It seems like the same thing as using fat, headless, caricatured images of fat people. The ad campaign isn't trying to make us believe that bodies can be beautiful at larger sizes, even - it's just trying to put a lower limit on the acceptable size range for women. I don't want to be taught to look at any body size as gross or disturbing.
firecat
Sep. 27th, 2007 08:01 pm (UTC)
It seems like the same thing as using fat, headless, caricatured images of fat people.

Yes!
ailbhe
Sep. 27th, 2007 08:39 pm (UTC)
I like the fitness measure Spain was putting on models for one show.
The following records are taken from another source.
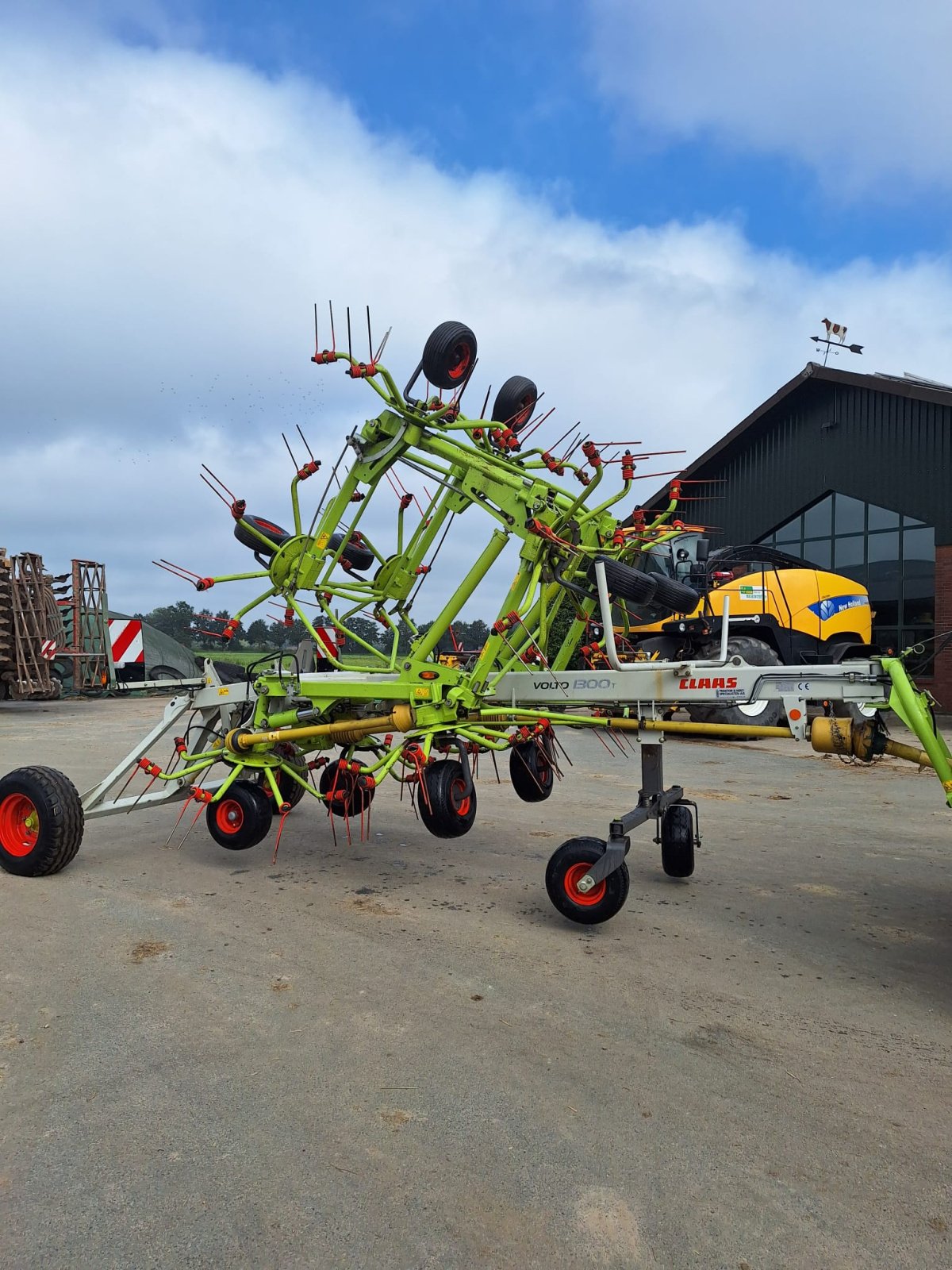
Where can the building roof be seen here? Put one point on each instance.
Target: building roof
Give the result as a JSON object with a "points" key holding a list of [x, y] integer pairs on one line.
{"points": [[896, 385]]}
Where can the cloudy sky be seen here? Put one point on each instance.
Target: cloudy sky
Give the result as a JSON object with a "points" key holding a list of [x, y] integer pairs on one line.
{"points": [[647, 207]]}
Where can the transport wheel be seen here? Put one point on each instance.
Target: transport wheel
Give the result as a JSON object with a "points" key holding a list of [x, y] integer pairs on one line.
{"points": [[625, 582], [678, 597], [289, 787], [347, 793], [765, 714], [565, 870], [355, 556], [448, 355], [516, 402], [444, 806], [41, 822], [531, 772], [273, 533], [240, 818], [678, 841]]}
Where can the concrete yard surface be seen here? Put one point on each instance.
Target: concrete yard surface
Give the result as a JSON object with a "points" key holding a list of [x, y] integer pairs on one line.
{"points": [[395, 1053]]}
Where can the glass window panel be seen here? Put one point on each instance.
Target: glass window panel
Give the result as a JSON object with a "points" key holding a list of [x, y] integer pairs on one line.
{"points": [[881, 518], [818, 520], [850, 514], [819, 552], [850, 552]]}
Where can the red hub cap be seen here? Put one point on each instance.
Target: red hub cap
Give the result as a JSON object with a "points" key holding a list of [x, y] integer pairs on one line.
{"points": [[573, 876], [19, 825]]}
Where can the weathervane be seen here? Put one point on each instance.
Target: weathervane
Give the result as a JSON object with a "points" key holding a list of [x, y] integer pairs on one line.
{"points": [[835, 338]]}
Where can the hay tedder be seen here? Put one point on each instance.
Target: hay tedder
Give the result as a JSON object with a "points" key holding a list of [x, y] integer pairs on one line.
{"points": [[244, 755]]}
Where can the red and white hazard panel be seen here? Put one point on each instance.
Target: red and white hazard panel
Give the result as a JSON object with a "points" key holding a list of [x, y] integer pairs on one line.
{"points": [[126, 639]]}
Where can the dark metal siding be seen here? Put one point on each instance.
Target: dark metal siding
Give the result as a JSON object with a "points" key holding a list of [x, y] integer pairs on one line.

But not this.
(Deleted comment)
pir_anha
Sep. 28th, 2007 04:25 am (UTC)
Re: Anti-anorexia campaign
no time tonight to read through that blog post and comments, but yeah, ditto to the strong aversion regarding judging a woman's health by superficially assessing her looks, and in fact, judging her looks as "disgusting", "ugly", "horrible" at all. i'm glad i don't feel revulsion for the model; i mostly feel pity for her because this is such an insiduous illness, and i hope it was actually empowering for her to do this job.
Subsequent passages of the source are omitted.